El escritor afirma que el primer presidente de IBM dejó muy conformes a sus clientes alemanes. Resultó tan eficiente que en 1937 fue agasajado en Berlín por el mariscal Hermann Goering y condecorado por el propio führer. Watson recibió la Cruz al Mérito del Águila germana, la segunda condecoración en importancia del Tercer Reich y la más alta distinción que se podía dar a un extranjero. El país que había sido derrotado en la Primera Guerra Mundial y se preparaba para la revancha, se convirtió en el mercado más lucrativo de la compañía después de Estados Unidos.
Entusiasmado con las ganancias, Watson recurrió a las más sofisticadas maniobras de ocultamiento, intermediación y juegos dobles. Visitó Alemania regularmente entre 1933 y 1939. Cuando ese último año comenzó la Segunda Guerra Mundial con la invasión de Polonia, el ávido hombre de negocios utilizó intermediarios en Suiza para que las más modernas máquinas de tabulación de tarjetas llegaran al Tercer Reich. En 1941, incluso, organizó el traslado de algunas de sus aparatos a Rumania.
La filial alemana de IBM, llamada Deutsche Hollerith Maschinen Gesellschaft (Dehomag), diseñó complejos procedimientos para cruzar nombres, direcciones, genealogías y cuentas bancarias de ciudadanos. Con la ayuda de las tarjetas perforadas Hollerith, adaptadas a sus necesidades, los nazis automatizaron la persecución contra judíos, gitanos, izquierdistas, clérigos e “inadaptados”. Después de identificarlos se podía lograr eficazmente la confiscación de sus bienes, su deportación, la reclusión en ghettos o campos de concentración, su explotación laboral y su aniquilación. IBM y el holocausto asegura que la empresa de Watson organizó desde la identificación de judíos a través de registros y rastreo de antepasados hasta el manejo de los ferrocarriles y la organización del trabajo esclavo en fábricas.
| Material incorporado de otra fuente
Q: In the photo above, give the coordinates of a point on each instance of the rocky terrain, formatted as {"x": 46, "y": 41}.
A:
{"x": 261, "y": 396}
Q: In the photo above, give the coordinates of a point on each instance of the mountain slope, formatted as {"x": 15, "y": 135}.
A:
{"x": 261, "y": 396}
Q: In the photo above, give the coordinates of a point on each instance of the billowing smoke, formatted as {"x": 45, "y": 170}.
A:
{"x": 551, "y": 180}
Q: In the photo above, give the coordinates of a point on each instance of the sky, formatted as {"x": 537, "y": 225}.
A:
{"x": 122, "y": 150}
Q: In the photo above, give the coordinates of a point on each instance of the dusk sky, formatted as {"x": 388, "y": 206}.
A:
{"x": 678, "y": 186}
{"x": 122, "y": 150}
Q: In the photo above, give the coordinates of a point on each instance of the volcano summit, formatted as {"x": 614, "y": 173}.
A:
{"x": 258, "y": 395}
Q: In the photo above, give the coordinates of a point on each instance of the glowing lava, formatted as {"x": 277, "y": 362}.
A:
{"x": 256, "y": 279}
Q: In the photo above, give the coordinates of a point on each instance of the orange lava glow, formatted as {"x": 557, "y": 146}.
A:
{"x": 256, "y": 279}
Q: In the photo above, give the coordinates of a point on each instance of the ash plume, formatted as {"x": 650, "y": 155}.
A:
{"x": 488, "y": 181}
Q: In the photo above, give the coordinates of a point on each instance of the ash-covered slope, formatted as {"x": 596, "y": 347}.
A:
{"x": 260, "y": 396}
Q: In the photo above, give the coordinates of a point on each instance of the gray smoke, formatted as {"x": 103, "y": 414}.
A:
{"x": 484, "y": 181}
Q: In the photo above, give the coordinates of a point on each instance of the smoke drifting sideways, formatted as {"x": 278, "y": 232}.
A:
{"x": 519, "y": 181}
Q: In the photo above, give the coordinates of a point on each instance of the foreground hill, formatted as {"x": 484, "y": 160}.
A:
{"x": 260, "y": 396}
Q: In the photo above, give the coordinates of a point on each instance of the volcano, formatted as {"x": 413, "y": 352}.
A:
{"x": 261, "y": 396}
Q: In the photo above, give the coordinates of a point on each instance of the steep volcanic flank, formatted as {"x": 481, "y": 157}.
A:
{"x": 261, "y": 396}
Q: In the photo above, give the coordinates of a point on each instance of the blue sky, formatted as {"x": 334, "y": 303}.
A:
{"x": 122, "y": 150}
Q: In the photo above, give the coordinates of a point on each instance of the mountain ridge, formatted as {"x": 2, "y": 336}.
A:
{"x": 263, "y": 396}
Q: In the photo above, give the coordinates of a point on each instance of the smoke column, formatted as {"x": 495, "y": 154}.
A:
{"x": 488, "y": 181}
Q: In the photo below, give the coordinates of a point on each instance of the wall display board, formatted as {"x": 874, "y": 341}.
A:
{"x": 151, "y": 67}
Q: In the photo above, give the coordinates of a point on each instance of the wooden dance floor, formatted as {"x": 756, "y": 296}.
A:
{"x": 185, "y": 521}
Ese mismo sistema, explica Edwin Black, servía para clasificar a las víctimas en los campos de concentración. Cada persona que ingresaba a los centros de reclusión recibía un número de identificación Hollerith.
Las tarjetas diseñadas por Dehomag eran rectangulares, medían 13 centímetros de largo por ocho de alto y estaban divididas en columnas numeradas con perforaciones en varias hileras. Cada prisionero de los campos nazis tenía una ficha. Se identificaban 16 categorías de reclusos, según las posiciones de los agujeros. La clave de los homosexuales era el número tres, a los judíos les correspondía el número ocho, a los “antisociales” el nueve y a los gitanos el 12. Según sostiene Black, las tarjetas perforadas -cuyo propósito inicial fue sistematizar la recolección de información para los censos de población- eran “un código de barras del siglo XIX para seres humanos”.
“Cuando Alemania quiso una lista de los judíos, IBM le mostró cómo hacerla,” afirma el escritor. “Cuando el Reich quiso usar esa información para empezar programas de expulsión social y expropiación, IBM proveyó los medios. Cuando los trenes tenían que llegar a tiempo a los campos de concentración, IBM le ofreció soluciones. En última instancia, no hubo nada que IBM no estuviera dispuesta a hacer por un Reich dispuesto a pagar bien”. Black llega a la siguiente conclusión:
“Sin IBM el Holocausto hubiera sido, como fue en muchos episodios, un asunto de simples fusilamientos, de marchas de la muerte y masacres organizadas con lápiz y papel. La automatización y la tecnología fueron cruciales en los fantásticos números que Hitler logró asesinar”.